Quelle que soit la méthode utilisée, la carte d’interaction obtenue pour le récepteur comporte généralement un grand nombre de points pharmacophoriques, particulièrement lorsque le site de liaison défini est vaste ou lorsqu’il peut accommoder une variété de ligands selon différents modes de liaison.177 Pour pallier ce problème, les points pharmacophoriques de même type et spatialement proches peuvent être regroupés et représentés par un point unique. Par exemple, avec le logiciel HipHop,188 le barycentre du groupe de points pharmacophoriques est calculé, puis le point plus proche du barycentre est sélectionné. Une autre approche consiste à sélectionner manuellement les points pharmacophoriques d’intérêt à partir de la carte d’interaction proposée.293,294 Les logiciels commerciaux, notamment, disposent d’une interface qui facilite cette sélection.

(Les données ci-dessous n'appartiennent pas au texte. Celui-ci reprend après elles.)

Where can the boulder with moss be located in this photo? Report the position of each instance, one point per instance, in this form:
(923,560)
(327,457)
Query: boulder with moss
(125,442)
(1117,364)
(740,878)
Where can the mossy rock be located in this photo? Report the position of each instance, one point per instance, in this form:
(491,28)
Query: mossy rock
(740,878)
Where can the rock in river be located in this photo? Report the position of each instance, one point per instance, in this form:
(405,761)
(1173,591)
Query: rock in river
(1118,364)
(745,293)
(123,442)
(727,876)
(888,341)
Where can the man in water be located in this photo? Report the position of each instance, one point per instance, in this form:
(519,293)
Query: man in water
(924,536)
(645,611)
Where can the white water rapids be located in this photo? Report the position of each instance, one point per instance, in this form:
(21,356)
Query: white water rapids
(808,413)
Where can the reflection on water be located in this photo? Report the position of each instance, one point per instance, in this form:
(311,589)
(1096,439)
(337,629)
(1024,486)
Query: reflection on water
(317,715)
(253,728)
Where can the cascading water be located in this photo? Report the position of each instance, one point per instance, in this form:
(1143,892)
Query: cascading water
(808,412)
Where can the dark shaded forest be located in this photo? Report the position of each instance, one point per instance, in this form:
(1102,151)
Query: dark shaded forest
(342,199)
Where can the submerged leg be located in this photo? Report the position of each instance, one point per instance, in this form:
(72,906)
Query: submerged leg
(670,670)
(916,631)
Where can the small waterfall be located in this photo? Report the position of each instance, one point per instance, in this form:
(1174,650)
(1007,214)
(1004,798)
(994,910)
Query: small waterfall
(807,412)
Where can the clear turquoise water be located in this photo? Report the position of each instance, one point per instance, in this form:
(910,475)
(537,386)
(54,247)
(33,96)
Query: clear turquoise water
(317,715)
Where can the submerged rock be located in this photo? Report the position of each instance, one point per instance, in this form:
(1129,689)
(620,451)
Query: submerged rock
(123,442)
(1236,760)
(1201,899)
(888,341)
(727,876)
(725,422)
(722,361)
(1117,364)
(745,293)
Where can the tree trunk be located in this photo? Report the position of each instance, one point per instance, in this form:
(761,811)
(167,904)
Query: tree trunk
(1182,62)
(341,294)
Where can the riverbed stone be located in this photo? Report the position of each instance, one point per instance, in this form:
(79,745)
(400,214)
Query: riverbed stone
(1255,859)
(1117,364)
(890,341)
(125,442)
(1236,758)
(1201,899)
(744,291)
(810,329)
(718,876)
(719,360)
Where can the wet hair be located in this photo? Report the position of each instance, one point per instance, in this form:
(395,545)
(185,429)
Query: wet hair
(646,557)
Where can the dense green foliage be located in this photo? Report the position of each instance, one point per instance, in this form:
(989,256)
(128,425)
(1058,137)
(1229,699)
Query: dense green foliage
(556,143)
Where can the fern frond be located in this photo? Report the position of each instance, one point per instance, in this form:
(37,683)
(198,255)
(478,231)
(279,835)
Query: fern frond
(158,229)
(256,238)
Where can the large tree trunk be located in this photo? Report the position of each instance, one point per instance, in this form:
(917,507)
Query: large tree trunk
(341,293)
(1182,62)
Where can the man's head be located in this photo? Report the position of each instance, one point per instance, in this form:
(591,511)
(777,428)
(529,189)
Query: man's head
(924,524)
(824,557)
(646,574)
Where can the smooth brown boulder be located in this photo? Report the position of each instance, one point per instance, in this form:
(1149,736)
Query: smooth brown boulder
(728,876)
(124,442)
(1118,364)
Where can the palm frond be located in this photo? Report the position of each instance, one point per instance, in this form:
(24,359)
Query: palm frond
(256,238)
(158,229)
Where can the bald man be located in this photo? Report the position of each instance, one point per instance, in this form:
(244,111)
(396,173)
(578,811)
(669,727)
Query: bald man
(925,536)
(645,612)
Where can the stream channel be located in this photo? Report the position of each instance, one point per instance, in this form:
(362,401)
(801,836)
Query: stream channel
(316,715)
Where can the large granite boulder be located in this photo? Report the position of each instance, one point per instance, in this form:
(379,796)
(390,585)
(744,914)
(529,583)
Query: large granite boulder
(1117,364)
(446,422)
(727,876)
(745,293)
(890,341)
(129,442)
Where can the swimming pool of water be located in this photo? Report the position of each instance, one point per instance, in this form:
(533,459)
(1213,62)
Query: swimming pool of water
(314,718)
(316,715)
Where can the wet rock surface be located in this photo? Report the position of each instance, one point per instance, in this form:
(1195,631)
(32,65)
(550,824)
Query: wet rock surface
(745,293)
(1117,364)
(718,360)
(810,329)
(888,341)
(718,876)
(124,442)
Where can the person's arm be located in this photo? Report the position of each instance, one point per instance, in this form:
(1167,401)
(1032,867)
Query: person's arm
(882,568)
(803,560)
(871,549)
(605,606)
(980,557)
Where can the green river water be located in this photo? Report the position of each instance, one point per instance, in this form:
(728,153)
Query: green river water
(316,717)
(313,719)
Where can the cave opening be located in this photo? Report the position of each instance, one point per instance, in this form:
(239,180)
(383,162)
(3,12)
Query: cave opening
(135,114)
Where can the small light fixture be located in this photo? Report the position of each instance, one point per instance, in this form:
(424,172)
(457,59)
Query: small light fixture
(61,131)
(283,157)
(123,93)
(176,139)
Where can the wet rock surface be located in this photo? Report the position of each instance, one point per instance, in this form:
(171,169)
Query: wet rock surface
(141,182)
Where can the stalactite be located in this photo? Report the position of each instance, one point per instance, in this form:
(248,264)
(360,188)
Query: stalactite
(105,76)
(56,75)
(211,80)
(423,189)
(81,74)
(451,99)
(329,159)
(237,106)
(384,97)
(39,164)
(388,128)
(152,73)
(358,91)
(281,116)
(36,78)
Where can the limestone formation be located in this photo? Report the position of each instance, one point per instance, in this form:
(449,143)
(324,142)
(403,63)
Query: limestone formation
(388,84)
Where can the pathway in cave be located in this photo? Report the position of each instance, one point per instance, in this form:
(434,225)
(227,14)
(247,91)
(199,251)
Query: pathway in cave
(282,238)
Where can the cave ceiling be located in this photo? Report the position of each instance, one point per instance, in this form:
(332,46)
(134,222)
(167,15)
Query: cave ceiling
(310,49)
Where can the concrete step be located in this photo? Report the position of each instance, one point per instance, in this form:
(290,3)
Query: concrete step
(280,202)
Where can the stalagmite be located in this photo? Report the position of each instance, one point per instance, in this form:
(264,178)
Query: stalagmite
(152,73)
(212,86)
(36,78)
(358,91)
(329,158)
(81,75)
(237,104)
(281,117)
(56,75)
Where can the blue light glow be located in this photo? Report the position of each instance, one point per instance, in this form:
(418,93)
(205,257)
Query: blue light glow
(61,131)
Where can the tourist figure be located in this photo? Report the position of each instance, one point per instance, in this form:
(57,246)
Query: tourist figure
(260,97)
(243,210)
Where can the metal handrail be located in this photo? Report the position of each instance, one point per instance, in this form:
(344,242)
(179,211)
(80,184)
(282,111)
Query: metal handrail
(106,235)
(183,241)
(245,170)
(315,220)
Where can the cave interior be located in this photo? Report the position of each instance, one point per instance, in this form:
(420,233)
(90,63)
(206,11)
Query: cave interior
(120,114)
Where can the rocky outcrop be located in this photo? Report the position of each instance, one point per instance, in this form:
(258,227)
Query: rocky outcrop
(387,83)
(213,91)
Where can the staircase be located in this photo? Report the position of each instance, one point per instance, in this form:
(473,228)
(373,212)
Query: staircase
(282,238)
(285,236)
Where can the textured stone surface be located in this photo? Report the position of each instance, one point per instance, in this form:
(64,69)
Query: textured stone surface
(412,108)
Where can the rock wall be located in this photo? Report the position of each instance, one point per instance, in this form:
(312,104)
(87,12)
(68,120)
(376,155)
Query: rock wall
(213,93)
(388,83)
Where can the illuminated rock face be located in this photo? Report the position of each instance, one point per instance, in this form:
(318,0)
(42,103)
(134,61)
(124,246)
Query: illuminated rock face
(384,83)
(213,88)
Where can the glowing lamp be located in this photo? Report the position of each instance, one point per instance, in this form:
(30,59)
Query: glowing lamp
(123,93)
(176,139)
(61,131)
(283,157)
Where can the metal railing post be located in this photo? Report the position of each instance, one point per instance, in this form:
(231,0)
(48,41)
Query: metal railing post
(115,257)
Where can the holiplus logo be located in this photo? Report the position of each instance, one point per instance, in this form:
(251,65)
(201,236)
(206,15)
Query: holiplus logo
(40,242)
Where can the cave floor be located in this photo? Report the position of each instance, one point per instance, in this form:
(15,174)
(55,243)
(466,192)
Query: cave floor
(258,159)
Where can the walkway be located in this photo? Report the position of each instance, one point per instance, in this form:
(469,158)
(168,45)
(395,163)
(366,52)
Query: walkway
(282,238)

Lorsque des ligands de la cible sont connus, sans que des données de co-cristallisation soient disponibles, ceux-ci peuvent également être utilisés pour guider la sélection des points pharmacophoriques.293,294 Différents pharmacophores sont alors générés, comportant chacun un plus petit nombre de points pharmacophoriques, afin de représenter l’ensemble de leurs combinaisons potentielles. La capacité de chacun de ces pharmacophores à accommoder les ligands connus sera ensuite évaluée afin d’identifier les modèles les plus pertinents.293,294

Enfin, les pharmacophores peuvent être complétés et affinés par l’ajout de volumes d’exclusion, destinés à restreindre l’espace accessible aux molécules qui seront alignées sur le pharmacophore (Figure 44C). Les volumes d’exclusion peuvent être définis de manière explicite à partir des données structurales du récepteur ou positionnés manuellement par l’utilisateur. Les pharmacophores « structure-based » ainsi construits peuvent ensuite être utilisés pour le criblage de molécules, de la même manière qu’avec des pharmacophores « ligand-based » (voir point 2.3.3.2.6) (Figure 44D-F).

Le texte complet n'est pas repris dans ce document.